Greenstein is also the composer of the most successful works on the album, the solo piece ‘Escape’ and the concluding work for viola accompanied by the Chiara String Quartet, ‘The Night Gatherers.’ The latter piece, which brings the album to a rich and satisfying conclusion, is a lyric and romantic minor key ballade full of beautiful, lush sounds, exquisitely crafted and performed. ‘Escape’ is the literal and aesthetic centerpiece of the album and demonstrates the craft of composition at its best. Greenstein starts with minimal melodic, harmonic and rhythmic material; a repeated, accented descending minor third, then he composes. He moves the interval around, pairs it, adds a transitional note and rhythm, expands it, takes it apart, develops a range of dynamics and textures. He turns a fragment into an involved, and involving, solo work, full of emotional and intellectual intensity. The connection between where the music began and where it is and is going is always in our ears. It’s a tour-de-force work and a tour-de-force performance by Sirota.

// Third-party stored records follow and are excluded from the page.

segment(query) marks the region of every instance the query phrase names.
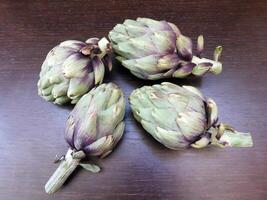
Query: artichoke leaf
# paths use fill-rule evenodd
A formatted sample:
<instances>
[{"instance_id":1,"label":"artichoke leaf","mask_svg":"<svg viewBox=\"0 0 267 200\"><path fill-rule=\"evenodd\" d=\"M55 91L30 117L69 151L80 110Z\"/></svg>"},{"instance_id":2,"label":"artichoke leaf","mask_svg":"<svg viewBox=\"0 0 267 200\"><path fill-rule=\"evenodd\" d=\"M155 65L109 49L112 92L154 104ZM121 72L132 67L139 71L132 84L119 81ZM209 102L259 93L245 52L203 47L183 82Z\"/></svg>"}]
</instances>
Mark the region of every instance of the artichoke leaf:
<instances>
[{"instance_id":1,"label":"artichoke leaf","mask_svg":"<svg viewBox=\"0 0 267 200\"><path fill-rule=\"evenodd\" d=\"M99 173L101 171L101 168L96 164L80 163L79 165L89 172Z\"/></svg>"}]
</instances>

Two other composers are featured on the album, Nico Muhly and Marcos Balter. Muhly’s three pieces, ‘Duet No. 1, Chorale Pointing Down,’ and etudes ‘1’ and ‘1A’ represent the spectrum of strength and weakness within. The first piece, the album opener adds Clarice Jensen on cello and is bracing and fascinating. It opens with a dramatic gesture, forceful, minor key and dissonant intervals, and then proceeds to take that material apart and build new music from it, music different in style and emotional tone. The turns and transformations are natural and interesting – this is another fine, satisfying work. The etudes are the opposite, studies in rhythm that try and make too much out of weak material. The problem is the rhythm itself, a sharply dotted figure that has some overdubbed accompaniment but which never changes (is never actually studied), and is itself is awkward and slightly irritating, sounding too much like and attempt to notate swing. Compared with ‘Escape,’ these are just at the level of quasi-improvisatory sketches, not finished pieces.

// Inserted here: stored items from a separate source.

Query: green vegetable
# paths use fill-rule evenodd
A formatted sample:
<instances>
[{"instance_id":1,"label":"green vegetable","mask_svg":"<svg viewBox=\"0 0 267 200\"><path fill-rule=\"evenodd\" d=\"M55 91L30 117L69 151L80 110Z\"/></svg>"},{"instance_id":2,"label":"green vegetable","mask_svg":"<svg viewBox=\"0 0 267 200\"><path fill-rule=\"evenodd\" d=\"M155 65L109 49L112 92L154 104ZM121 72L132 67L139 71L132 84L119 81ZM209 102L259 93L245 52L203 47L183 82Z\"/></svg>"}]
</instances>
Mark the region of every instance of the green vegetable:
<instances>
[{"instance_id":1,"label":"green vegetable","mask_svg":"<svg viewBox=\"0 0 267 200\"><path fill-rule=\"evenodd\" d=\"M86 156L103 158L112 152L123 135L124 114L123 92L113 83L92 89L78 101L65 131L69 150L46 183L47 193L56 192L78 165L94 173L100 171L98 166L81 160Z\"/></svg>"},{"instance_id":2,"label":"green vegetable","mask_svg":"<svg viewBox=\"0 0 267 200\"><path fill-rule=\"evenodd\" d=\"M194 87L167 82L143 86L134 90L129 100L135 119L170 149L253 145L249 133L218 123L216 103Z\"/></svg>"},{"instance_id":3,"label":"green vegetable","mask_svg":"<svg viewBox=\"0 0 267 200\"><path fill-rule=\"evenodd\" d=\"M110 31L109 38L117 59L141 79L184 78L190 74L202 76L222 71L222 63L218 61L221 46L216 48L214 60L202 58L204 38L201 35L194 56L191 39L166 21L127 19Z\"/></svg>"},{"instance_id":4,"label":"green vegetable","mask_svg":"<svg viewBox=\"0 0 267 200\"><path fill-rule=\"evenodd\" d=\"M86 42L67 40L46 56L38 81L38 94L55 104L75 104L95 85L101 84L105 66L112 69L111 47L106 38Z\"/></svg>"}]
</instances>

Balter’s ‘Ut’ and ‘Live Water’ are studies as well, but a successful ones. A piece that is truly an etude should present something to be explored and offer some possibilities. These are basically simple but sonically evocative works about the possible qualities of sound that the instrument can create, and sound environments in which to place the viola. They are full of timbres; glassy, rich, ghostly, plucked and sawed strings and enhanced with some signal processing and, on ‘Live Water,’ a whispered voice. They are meditative dreamscapes and serious explorations of the instrument and work as material that brings together the strands of exploration and meditation that are the final, lasting sensations of this fine album.

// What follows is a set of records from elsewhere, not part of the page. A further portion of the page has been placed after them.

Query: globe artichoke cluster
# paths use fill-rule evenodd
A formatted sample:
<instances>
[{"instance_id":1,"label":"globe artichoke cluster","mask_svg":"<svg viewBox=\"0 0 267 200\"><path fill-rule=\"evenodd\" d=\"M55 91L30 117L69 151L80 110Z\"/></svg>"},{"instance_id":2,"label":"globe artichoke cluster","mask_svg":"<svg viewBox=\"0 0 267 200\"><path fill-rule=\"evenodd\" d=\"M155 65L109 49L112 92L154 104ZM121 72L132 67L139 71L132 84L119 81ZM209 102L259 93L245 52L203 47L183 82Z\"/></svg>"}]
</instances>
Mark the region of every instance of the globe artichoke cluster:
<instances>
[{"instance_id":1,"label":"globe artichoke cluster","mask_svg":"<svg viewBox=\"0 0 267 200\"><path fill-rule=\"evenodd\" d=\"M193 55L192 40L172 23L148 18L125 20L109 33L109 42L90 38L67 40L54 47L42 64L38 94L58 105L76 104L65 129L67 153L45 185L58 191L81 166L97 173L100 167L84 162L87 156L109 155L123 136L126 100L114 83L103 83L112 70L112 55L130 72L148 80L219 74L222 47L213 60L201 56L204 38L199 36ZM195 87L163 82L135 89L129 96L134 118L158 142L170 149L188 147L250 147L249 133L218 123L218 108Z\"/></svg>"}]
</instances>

As a postscript, in my library I now have a decent sampling of New Amsterdam releases, some I’ve already written about and others that I’ve had just for myself. The music that I’ve heard covers a range from sophisticated and experimental pop to contemporary chamber music and jazz big band and all of it is clearly selected and prepared with a catholic attitude and excellent taste for what makes each an excellent representative of its style and thinking. This is an impressive and exciting beginning, and my admiration goes out to all who work at the label.